Athletes when squatting use a variety of WS therefore it is important to understand the differences between them (Escamilla, Fleisig, Lowry, Barrentine, & Andrews, 2001a). Variation in WS can alter joint related forces with lower patellofemoral and tibiofemoral compression in a narrow stance (NS) and less forward knee lean in the wider stance reducing shear forces (Schoenfeld, 2010). Data from Escamilla, Fleisig, Zheng, et al. (2001b) shows greater tibiofemoral compressive forces in the wider stance whereas the NS squat produced greater gastrocnemius activity. When developing hip adductors and hip extensor strength a wider stance squat would be more beneficial whereas if the goal is gastrocnemius development then a NS squat would be more effective (Schoenfeld, 2010; Escamilla et al., 2001b). WS does not appear to affect quadriceps muscle activity (McCaw & Melrose, 1999; Escamilla et al., 2001b), however gluteus maximus muscular activity is significantly higher in the wide stance (McCaw & Melrose, 1999; Paoli, Marcolin, & Petrone, 2009). Therefore WS should be determined based on the athlete’s goal as well as their ability.

In order to determine which form of squatting to use with their athlete the S&C coach must take into account the biomechanical differences between the BSq and FSq as well as the variables mentioned above. It is clear that the FSq will result in a more upright trunk position than during both low bar and high bar BSq and may be advantageous for individuals with knee problems such as meniscus tears and general joint health when compared with BSq (Gullett et al., 2009). Using the BSq as major lower body mass builder allows for more weight to be lifted but this can results in higher stresses on the knee and back. However the shift in centre of mass does not alone influence the mechanics of the two lifts. A good S&C coach should be able to combine the different variables as well in order to create the ideal technical model of squatting for their athlete. For Example utilising a well executed deep FSq will still target the gluteus maximus perhaps not to the extent a wide stance low bar BSq will but there is less risk of lower back stress.

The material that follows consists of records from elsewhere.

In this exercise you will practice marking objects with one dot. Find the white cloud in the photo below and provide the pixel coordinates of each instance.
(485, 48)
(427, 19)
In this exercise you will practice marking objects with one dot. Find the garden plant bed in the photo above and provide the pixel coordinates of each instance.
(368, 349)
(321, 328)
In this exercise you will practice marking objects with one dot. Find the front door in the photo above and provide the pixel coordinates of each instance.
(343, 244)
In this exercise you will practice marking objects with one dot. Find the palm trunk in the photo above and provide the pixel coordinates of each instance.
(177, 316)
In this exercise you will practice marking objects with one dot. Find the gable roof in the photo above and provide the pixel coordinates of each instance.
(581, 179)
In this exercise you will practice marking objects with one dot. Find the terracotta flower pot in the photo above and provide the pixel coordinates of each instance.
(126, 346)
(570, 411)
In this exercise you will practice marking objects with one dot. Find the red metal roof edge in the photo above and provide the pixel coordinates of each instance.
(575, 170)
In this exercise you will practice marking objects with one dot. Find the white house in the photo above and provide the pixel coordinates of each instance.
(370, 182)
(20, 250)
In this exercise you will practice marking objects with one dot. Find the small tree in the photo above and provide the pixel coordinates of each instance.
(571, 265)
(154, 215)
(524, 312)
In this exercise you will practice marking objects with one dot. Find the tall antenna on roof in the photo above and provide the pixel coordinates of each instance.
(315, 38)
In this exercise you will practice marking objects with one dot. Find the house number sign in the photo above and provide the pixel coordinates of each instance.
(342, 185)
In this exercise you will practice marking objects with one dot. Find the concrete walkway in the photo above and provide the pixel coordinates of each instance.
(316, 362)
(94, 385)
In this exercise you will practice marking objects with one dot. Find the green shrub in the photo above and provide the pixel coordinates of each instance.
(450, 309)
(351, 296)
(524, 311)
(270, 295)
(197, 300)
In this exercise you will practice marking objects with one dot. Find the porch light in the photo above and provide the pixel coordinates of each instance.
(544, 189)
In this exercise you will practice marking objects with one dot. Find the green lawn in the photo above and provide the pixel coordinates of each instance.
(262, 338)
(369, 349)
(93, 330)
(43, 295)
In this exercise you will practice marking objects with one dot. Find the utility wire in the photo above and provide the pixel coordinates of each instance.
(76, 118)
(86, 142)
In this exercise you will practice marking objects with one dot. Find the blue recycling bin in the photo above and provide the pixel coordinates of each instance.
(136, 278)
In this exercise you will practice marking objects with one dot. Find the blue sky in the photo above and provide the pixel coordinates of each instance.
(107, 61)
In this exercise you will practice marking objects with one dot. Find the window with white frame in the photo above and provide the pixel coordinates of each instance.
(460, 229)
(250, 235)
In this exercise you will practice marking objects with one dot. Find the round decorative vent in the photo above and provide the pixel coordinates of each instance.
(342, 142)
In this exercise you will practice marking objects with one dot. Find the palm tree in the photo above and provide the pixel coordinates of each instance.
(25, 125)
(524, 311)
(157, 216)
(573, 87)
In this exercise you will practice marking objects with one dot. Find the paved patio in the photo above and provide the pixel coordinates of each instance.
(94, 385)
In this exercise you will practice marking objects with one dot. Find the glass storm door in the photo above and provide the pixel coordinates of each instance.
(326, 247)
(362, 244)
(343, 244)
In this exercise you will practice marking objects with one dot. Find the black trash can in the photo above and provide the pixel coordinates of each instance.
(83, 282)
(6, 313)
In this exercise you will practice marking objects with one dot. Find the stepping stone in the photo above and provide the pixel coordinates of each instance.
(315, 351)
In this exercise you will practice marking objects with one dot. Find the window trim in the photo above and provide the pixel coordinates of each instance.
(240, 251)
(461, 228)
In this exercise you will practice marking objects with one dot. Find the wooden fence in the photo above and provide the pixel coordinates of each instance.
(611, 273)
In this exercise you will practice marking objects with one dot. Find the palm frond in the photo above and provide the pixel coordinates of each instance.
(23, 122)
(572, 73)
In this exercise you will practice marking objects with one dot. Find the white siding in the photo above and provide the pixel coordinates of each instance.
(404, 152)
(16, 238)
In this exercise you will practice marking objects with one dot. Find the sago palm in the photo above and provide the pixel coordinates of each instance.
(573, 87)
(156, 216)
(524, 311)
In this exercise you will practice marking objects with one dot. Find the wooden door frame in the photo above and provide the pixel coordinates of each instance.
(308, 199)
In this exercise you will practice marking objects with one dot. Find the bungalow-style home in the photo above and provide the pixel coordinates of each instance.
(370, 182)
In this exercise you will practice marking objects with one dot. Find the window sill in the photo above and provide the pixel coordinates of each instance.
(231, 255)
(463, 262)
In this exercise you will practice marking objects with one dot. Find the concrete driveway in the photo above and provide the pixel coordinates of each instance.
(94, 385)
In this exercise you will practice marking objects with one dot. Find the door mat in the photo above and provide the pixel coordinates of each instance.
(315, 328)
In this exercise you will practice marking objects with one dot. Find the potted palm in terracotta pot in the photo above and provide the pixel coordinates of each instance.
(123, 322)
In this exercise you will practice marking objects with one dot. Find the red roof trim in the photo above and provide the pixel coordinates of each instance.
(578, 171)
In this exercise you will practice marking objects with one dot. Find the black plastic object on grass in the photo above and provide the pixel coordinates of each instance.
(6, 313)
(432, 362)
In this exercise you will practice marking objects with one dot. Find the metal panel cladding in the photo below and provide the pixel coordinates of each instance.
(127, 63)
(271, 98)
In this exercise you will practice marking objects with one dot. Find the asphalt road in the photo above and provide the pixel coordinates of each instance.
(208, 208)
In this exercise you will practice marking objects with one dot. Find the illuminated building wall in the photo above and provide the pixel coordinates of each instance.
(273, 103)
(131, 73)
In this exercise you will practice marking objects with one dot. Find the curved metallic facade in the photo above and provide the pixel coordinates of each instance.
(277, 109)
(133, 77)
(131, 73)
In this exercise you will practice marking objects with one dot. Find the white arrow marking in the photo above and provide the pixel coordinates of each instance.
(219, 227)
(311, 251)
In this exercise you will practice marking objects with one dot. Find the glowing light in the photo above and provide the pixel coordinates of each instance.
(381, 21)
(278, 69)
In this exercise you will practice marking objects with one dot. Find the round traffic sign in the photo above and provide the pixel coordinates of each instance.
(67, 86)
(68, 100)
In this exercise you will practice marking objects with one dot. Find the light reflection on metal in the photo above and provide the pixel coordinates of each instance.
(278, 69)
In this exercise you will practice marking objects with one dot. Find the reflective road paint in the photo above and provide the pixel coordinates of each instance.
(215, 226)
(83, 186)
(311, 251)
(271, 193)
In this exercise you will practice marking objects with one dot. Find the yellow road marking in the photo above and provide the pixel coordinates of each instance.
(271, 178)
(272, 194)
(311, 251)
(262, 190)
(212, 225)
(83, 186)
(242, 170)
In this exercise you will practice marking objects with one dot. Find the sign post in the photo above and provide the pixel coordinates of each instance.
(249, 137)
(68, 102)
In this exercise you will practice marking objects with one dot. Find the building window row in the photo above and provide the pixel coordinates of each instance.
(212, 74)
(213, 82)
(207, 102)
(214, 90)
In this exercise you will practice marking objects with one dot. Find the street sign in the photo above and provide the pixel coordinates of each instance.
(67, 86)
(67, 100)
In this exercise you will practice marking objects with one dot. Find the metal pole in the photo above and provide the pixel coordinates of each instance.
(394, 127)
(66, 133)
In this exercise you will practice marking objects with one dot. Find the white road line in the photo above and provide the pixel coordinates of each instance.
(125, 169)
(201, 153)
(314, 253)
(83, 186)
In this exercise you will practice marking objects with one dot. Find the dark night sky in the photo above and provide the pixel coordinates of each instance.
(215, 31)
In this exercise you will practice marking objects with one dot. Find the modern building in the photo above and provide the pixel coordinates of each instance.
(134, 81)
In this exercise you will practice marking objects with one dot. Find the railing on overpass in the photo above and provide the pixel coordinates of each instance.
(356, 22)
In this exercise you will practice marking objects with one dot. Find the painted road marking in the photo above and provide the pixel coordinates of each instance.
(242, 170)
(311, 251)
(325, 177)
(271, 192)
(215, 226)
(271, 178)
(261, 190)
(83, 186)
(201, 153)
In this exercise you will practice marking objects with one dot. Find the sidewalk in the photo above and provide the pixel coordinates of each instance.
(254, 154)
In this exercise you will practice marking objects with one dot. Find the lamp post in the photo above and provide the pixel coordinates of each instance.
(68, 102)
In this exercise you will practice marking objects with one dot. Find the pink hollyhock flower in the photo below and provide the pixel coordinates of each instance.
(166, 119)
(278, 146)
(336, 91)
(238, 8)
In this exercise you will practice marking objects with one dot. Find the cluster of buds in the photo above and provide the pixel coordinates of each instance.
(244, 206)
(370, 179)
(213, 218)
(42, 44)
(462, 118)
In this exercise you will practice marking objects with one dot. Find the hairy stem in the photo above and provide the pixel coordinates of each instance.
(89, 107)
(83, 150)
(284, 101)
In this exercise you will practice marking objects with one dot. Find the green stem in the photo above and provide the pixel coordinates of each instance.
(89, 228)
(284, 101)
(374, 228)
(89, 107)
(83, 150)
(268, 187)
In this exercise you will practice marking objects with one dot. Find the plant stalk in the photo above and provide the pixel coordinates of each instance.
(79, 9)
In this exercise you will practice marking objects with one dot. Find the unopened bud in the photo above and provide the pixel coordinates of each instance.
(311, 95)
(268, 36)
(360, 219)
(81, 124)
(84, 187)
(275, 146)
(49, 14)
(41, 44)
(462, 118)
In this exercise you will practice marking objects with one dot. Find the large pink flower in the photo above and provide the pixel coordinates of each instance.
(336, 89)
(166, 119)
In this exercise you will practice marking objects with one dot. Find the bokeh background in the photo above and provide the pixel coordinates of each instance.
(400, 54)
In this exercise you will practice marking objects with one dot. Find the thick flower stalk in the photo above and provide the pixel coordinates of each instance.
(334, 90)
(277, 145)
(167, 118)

It is important for S&C to teach their athletes both varieties of the squatting exercise. Athletes can vary their use of both squats exercises to give variety to their training. Athletes who want to avoid lower knee compression and lumbar stress or who are worried about lower back injury issues can utilise the FSq exercise without compromising their lower body development. The FSq can also be used to safely build lower body strength while minimising compressive forces in the patellofemoral joint. When teaching the squat it also important for the S&C to not allow the athlete to rapidly eccentrically drop during the squatting movement as this may result in increased high joint forces at the knee leading to increased risk of injury. SD should be determined by the athletes goal and ability. If gluteus maximus development is priority then deeper squatting is required however for quadriceps development parallel squatting is sufficient. Athletes with existing knee injuries or previous reconstruction of the PCL should avoid deep squatting. It is important that ADK is not restricted during squatting movement and for the knee to travel past the toes to optimise the forces in the involved joints. Finally if lower patellofemoral and tibiofemoral compression is priority then a NS should be utilised however if gluteus maximus development is the target then a wider stance should be adopted. In conclusion, it is clear that a deeper understanding of muscle activity and knee joint biomechanics while performing squatting movements can allow the S&C to optimise results and reduce the risk of injury with their athletes.